American football player and coach (born 1983)

Marcus West (born November 6, 1983) is an American football coach and former defensive tackle who is the defensive line coach for the Tampa Bay Buccaneers of the National Football League (NFL). Prior to being hired by the Buffalo Bills as the assistant defensive line coach, he was the co-defensive coordinator and defensive line coach at the University of North Carolina at Charlotte. He played for the Indianapolis Colts, Amsterdam Admirals, and Hamilton Tiger-Cats before getting into coaching. He was promoted to defensive line coach of the Bills ahead of the 2024 season, following Eric Washington’s departure to become the defensive coordinator of the Chicago Bears.

== Coaching career ==
West began his coaching career at Wartburg College as a defensive line coach before going on to Chattanooga as a defensive line coach. He joined the coaching staff of fellow Chattanooga assistant Will Healy at Austin Peay in 2016 as a co-defensive coordinator and defensive line coach.

=== Minnesota ===
West was added to the coaching staff at Minnesota in 2018 as a defensive line pass rush specialist.

=== Charlotte ===
West joined Healy's inaugural staff at Charlotte in 2019 as his assistant head coach and co-defensive coordinator.

=== Buffalo Bills ===
On February 24, 2022, the Buffalo Bills hired West as their assistant defensive line coach, replacing Jacques Cesaire, who left to become the defensive line coach for the Houston Texans.
On February 2, 2024, he was promoted to defensive line coach.

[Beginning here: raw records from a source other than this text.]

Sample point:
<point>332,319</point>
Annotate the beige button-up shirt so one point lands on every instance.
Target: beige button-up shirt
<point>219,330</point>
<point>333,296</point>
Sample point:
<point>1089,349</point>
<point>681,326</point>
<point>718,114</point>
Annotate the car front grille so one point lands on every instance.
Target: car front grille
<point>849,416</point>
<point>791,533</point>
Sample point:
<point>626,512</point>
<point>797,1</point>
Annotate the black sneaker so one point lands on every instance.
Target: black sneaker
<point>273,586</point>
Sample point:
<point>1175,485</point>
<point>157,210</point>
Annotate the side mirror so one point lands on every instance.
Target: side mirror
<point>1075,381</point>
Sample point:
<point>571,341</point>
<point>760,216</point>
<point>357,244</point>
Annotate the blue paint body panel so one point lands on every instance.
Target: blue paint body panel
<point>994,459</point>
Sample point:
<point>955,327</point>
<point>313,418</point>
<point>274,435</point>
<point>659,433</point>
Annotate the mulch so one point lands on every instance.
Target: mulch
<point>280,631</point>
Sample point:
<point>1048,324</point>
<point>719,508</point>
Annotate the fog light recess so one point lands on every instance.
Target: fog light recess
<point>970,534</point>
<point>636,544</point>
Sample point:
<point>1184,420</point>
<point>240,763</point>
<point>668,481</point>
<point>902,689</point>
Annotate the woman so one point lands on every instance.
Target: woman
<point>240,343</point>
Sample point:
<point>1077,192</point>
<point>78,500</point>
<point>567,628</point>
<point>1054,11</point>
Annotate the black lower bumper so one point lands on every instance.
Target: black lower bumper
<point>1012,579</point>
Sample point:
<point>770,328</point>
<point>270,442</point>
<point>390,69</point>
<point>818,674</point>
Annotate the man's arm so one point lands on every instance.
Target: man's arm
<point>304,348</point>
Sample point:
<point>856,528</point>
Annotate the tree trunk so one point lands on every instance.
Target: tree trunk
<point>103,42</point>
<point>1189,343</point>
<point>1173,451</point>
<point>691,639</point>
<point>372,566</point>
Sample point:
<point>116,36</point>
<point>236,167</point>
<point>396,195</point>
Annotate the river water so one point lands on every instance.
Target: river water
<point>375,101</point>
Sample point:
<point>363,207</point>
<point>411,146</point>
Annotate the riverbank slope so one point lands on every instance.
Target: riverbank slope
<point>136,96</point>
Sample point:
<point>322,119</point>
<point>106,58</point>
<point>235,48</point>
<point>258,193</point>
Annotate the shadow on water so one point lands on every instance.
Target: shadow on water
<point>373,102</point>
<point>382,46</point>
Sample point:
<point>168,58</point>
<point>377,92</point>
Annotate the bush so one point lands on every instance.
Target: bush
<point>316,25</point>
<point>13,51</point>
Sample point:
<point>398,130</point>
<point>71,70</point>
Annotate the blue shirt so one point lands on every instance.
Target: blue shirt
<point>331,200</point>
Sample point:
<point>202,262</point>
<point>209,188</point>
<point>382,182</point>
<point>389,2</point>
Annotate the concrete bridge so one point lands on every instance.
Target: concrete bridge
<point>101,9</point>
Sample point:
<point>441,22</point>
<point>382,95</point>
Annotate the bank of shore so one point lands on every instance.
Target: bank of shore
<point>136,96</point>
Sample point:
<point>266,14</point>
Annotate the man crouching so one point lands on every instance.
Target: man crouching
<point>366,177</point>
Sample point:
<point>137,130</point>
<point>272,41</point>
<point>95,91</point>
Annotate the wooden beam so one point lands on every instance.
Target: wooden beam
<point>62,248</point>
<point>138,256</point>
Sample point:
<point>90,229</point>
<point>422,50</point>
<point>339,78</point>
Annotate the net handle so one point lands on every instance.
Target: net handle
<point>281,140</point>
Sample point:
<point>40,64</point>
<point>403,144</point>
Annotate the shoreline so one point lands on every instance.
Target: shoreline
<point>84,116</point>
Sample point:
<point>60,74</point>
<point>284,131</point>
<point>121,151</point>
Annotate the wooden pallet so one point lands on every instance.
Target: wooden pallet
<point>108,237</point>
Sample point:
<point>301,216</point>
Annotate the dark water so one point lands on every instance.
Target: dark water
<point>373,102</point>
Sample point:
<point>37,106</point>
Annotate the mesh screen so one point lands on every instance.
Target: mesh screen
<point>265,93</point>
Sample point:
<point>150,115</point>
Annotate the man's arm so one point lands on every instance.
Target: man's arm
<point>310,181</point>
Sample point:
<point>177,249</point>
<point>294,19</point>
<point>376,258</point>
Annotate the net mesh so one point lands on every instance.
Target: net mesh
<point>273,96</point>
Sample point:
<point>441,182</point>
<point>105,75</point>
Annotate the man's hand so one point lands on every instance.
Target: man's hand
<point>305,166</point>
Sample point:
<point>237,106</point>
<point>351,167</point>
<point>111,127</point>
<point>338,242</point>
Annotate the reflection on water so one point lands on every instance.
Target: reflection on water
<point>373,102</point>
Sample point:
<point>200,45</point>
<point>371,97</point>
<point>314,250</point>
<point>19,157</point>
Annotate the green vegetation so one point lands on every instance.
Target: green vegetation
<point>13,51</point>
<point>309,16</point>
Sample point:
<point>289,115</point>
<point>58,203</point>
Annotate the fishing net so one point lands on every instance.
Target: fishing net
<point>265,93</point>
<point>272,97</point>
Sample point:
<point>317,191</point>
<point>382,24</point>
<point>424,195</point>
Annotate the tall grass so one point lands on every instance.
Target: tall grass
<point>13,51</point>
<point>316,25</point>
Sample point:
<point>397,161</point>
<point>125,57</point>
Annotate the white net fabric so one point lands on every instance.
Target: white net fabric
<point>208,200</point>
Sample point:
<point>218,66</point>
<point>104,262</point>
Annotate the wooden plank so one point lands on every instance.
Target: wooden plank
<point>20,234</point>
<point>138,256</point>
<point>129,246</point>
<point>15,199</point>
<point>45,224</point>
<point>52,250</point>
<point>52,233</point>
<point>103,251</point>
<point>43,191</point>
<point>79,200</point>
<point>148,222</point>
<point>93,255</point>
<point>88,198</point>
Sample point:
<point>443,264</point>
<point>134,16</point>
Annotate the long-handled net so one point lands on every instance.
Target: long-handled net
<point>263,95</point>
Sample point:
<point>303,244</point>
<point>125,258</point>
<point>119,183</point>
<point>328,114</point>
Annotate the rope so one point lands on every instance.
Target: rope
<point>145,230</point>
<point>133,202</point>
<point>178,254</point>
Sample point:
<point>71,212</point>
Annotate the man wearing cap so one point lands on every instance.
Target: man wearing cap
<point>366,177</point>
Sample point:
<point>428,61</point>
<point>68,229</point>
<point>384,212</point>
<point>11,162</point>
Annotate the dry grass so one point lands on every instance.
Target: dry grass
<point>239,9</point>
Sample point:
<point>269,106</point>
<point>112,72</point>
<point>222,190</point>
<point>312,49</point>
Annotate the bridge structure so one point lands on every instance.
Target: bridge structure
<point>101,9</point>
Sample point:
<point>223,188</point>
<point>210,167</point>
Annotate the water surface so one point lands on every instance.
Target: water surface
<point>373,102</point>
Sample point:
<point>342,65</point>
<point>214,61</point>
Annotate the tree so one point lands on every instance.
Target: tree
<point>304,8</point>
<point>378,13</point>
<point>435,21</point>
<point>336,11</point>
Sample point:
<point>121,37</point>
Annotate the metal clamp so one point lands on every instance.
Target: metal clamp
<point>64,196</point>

=== Tampa Bay Buccaneers ===
On January 29, 2026, the Tampa Bay Buccaneers hired West to be their defensive line coach.

== Personal life ==
West is married to the former Nikki Blassingame, an assistant on the Chattanooga women's basketball staff who he met while coaching there. Nikki is currently an assistant coach at NC State after spending one season at Charlotte.